Speaking purely from personal experience, I’ve spoken to a fair amount of people whose biggest problem with Ron Paul is they don’t see him getting enough popular support for their vote to mean anything. If he wins some early primaries, that would be exactly what he needs to get the ball rolling. Once people start seeing him win they won’t be as scared to support him. Not everyone, of course – but possibly enough people. Especially if the Republican base can’t decide on someone to rally around.
Not going to happen. The people you’re talking to are right - Paul isn’t going to get enough votes. The Libertarians got 523,686 votes in 2008. John McCain got 59,934,814 votes in 2008 and lost decisively.
I’m willing to bet a very large sum of money that sometime between now and next November, the Republicans will nominate a candidate. They’ve managed to do it every Presidential election since 1856.
Really? You’d rather have the guy who thinks he should be allowed to have you assassinated without any form of oversight than the guy who is too naive?
I think Paul would be a good influence, precisely because I don’t think he’d get his own way all the time. He’d be a restraining influence on your government, and should rein in its more abhorrent ideas, like imprisoning people indefinitely without trial.
Ron Paul is a crank. If he successfully transplants his hard money inflationistas into the Federal Reserve, a lost decade would become a certainty. Elaboration.

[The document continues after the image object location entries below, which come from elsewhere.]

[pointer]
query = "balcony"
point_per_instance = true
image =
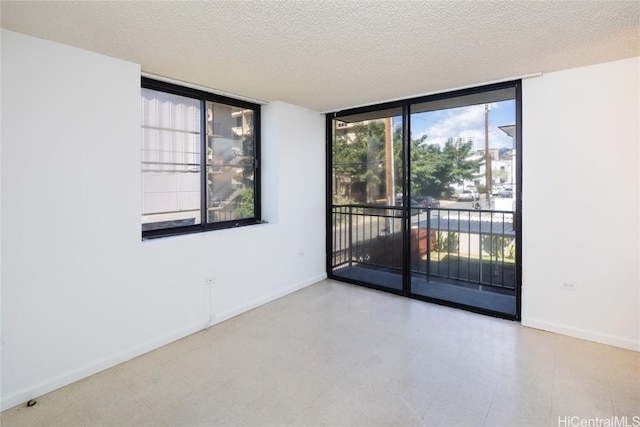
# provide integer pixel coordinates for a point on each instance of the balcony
(461, 257)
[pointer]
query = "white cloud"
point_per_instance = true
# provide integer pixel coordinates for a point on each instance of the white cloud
(463, 122)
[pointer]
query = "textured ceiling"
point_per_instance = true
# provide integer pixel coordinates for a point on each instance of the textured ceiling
(328, 55)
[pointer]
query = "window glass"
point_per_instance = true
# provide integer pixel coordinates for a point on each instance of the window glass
(170, 160)
(199, 160)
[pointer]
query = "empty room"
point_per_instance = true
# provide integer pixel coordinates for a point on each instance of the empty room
(296, 213)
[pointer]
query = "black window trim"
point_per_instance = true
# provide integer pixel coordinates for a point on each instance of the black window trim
(203, 97)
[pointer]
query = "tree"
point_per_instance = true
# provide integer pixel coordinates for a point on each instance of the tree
(362, 159)
(433, 168)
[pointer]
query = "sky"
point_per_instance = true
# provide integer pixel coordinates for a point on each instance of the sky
(466, 122)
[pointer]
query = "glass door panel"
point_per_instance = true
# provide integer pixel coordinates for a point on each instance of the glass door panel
(367, 188)
(463, 176)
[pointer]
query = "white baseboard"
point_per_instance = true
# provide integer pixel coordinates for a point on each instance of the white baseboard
(95, 367)
(108, 362)
(615, 341)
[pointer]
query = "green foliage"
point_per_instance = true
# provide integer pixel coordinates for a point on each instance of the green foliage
(447, 242)
(499, 247)
(433, 167)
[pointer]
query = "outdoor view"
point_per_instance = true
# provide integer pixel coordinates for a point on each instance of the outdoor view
(458, 199)
(172, 178)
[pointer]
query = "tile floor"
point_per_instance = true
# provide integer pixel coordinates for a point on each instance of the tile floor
(340, 355)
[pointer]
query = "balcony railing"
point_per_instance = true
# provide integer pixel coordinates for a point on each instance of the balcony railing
(473, 248)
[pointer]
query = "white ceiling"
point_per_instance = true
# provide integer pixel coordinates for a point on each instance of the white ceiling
(329, 55)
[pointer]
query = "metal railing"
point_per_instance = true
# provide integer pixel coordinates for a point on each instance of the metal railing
(470, 247)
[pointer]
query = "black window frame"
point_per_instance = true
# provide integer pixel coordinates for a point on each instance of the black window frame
(203, 97)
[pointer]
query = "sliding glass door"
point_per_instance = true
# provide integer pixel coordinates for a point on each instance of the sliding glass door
(366, 227)
(423, 198)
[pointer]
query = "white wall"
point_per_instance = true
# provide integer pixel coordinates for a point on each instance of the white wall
(80, 290)
(581, 139)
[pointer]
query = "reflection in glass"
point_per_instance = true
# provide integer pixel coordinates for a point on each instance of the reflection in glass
(170, 160)
(230, 163)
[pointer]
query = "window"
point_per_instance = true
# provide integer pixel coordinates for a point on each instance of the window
(200, 156)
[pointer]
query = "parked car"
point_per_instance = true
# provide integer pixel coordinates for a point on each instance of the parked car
(468, 196)
(507, 192)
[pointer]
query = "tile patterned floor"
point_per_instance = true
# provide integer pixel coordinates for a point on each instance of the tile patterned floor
(339, 355)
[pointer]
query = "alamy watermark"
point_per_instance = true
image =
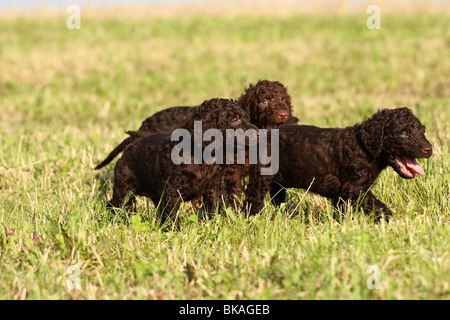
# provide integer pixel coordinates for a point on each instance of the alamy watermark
(194, 149)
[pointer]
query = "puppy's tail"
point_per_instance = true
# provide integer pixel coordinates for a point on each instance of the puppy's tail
(115, 152)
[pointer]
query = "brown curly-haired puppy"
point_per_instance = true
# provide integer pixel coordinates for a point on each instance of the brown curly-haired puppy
(267, 104)
(342, 164)
(146, 167)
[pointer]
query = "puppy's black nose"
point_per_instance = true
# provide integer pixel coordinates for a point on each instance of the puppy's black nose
(282, 115)
(427, 151)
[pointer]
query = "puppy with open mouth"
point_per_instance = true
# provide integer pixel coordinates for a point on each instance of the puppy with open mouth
(343, 163)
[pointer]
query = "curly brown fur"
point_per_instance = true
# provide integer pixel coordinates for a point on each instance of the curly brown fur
(146, 167)
(267, 104)
(342, 164)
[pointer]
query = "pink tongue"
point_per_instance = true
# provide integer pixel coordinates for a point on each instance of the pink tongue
(413, 165)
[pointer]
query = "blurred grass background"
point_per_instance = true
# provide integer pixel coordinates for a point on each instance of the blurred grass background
(67, 95)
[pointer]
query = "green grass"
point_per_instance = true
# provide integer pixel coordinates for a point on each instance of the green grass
(66, 97)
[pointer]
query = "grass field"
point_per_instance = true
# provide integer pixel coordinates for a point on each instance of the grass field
(67, 95)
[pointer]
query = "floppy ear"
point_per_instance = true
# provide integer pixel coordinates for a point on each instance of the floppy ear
(248, 102)
(372, 134)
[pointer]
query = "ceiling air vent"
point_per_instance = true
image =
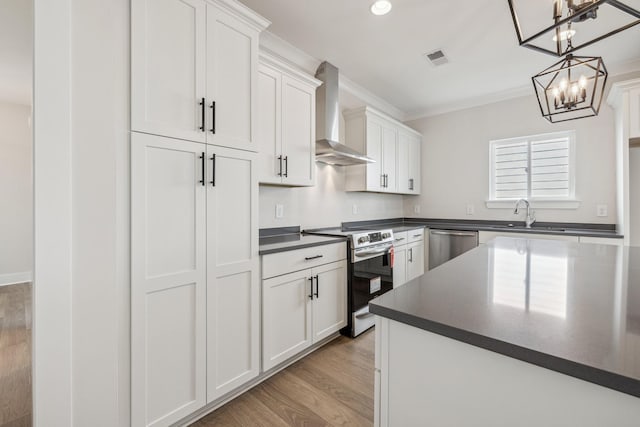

Romney may talk nonsense, but he presumably has an understanding of textbook economics and would probably re-appoint Bernanke or somebody in the same quadrant. Sure, he’ll screw up health care and probably prop his fat cat friends, but at least he’s rational, even if his party is not.
ETA: But a Ron Paul nomination would secure an Obama victory. Go Ron Go!
I actually probably would rather have that. It was only 13 years ago that a police department in Texas busted in the door of a home and engaged in legally-sanctioned gay bashing. That act of malice by the state against its own people eventually resulted in the Supreme Court telling states that they couldn’t treat their citizens that way. Ron Paul says that states should be re-empowered to commit those acts of terror against their people.
For me, that cuts a lot closer to the bone than a guy in Yemen being blown up by a UAV. Even if Ron Paul never got that extremist legislation through Congress, would his Attorney General vigorously enforce civil rights laws?
Some of us worry more, and for good reason, about the state-empowered police helicopter than the federally-empowered drone.
How is it exactly that Paul’s “good ideas” would be enacted via Libertarian talk therapy, but the nutty/damaging stuff (including antivaccination views, gutting the FDA and letting business abuses run rampant) would not be taken up by adherents in Congress?
The fact that Ron Paul has not been getting a tremendous amount of media attention (largely because reporters and commentators realize that his gooney ideas and adherents render him unelectable) has been a big plus for his campaign. As soon as (if) he is perceived as a real contender through performance in Iowa and/or New Hampshire, he’s going to get a real going over. Once he’s under that spotlight along with his crazy-ass followers, his showing in the polls will melt away like those of Cain, Perry and Bachmann.
The above assumes that Paul will not run as a third-party candidate, the impossible dream of everyone in Obama’s campaign.
This argument right here pretty much demonstrates why I won’t vote for Paul- his supporters. As soon as anyone points out any sort of shortcoming on Paul’s behalf, his supporters swoop in with the vitriol and excluded-middle deflection. It’s tiresome.
If it wasn’t for his supporters, I might actually like the guy. But I wouldn’t be able to pull the lever next to his name without remembering all the times I had to end an argument with a RP supporter by backing away slowly and avoiding eye contact.